The Fund’s investment approach is predicated on providing growth capital by investing in controlling stakes (and on selective basis, in controlled minority stakes) in companies operating in the segments of (i) hospitals (general & specialized), (ii) laboratory and diagnostic centres/imaging specialized labs, (iii) pharmaceuticals manufacturing and other complimentary healthcare sub-segments.

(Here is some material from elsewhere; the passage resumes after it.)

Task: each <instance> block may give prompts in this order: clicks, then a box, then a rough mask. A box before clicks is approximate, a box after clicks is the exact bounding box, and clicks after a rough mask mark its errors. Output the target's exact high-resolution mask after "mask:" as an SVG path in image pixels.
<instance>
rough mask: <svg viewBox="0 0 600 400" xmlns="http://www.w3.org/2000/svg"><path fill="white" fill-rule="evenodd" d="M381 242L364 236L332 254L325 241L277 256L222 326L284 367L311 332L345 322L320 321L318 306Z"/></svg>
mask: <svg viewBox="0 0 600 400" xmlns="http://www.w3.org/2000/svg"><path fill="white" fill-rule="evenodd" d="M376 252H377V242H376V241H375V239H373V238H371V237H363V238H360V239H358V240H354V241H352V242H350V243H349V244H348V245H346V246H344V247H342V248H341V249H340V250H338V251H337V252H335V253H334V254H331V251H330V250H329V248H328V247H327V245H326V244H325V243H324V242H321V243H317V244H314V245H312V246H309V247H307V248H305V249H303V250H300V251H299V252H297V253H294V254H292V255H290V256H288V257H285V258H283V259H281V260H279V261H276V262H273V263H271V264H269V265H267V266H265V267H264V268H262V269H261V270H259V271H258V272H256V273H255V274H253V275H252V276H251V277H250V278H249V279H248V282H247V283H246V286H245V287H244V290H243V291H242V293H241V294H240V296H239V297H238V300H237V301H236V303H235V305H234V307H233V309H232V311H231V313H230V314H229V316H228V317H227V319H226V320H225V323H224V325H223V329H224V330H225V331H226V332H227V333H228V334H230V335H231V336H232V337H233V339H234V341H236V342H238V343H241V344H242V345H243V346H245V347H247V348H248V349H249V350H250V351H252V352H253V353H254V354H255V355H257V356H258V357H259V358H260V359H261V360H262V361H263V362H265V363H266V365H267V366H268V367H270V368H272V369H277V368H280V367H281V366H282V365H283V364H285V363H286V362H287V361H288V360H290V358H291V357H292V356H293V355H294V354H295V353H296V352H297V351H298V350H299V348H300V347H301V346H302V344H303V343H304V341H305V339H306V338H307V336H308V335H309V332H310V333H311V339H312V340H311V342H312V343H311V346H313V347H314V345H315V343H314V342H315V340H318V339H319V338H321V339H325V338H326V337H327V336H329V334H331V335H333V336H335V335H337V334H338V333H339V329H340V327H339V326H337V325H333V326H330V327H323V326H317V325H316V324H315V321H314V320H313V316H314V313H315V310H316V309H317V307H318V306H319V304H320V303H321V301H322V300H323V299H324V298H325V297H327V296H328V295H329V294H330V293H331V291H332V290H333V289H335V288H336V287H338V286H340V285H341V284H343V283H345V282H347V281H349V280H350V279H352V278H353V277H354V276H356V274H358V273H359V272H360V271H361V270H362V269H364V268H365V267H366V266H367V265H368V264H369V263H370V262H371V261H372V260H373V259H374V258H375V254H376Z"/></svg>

The Fund targets investments that demonstrate the following core qualities in line with its investment criteria:

  • Projects that provide essential healthcare services and realize developmental impact for the inhabitants of its target operational region
  • Proven track record and high integrity of local partners
  • Strong and dedicated management teams that are well aligned to grow their businesses
  • Scalable businesses
  • Clear actionable value creation plan
  • Established and/or strong prospects for positive cash flow

The Landscape

Historically Africa has had to bear more than 25% of the global infectious disease burden:

  • HIV/AIDS, tuberculosis and malaria combined cause 2.5+ million deaths a year, or c.25% of the global total
  • Non-communicable diseases, primarily cardiovascular disease and diabetes, are also on the rise
  • Life expectancy in Africa is 58 years, 13 less than the world average of 71 years

The continent’s underdeveloped healthcare infrastructure suffers from a shortage of healthcare facilities and qualified healthcare providers:

  • North African countries have the largest trained workforces, with Egypt’s physician’s availability at 28 doctors per 10,000 people surpassing the global average of 14 per 10,000.
  • But North African healthcare infrastructures are inadequate, suffering from budget constraints caused by dwindling government expenditures on healthcare; inefficient management systems; and lack of private funding
  • Sub-Saharan infrastructures are weak and dysfunctional with 3 physicians per 10,000 people vs. 14 globally; and 3 hospital beds per 10,000 people vs. 27 worldwide

However, a more promising macro picture could spur growth in the African healthcare sector, creating a significant role for private healthcare providers to play in these large and growing economies:

  • The IMF projects Africa’s GDP growing at 6% (2013-2017)
  • The continent’s population of over one billion includes an emerging middle class that for the past 10 years has been increasing at 60%+ to reach c.313 million
  • 27 African countries have already attained “middle class” status.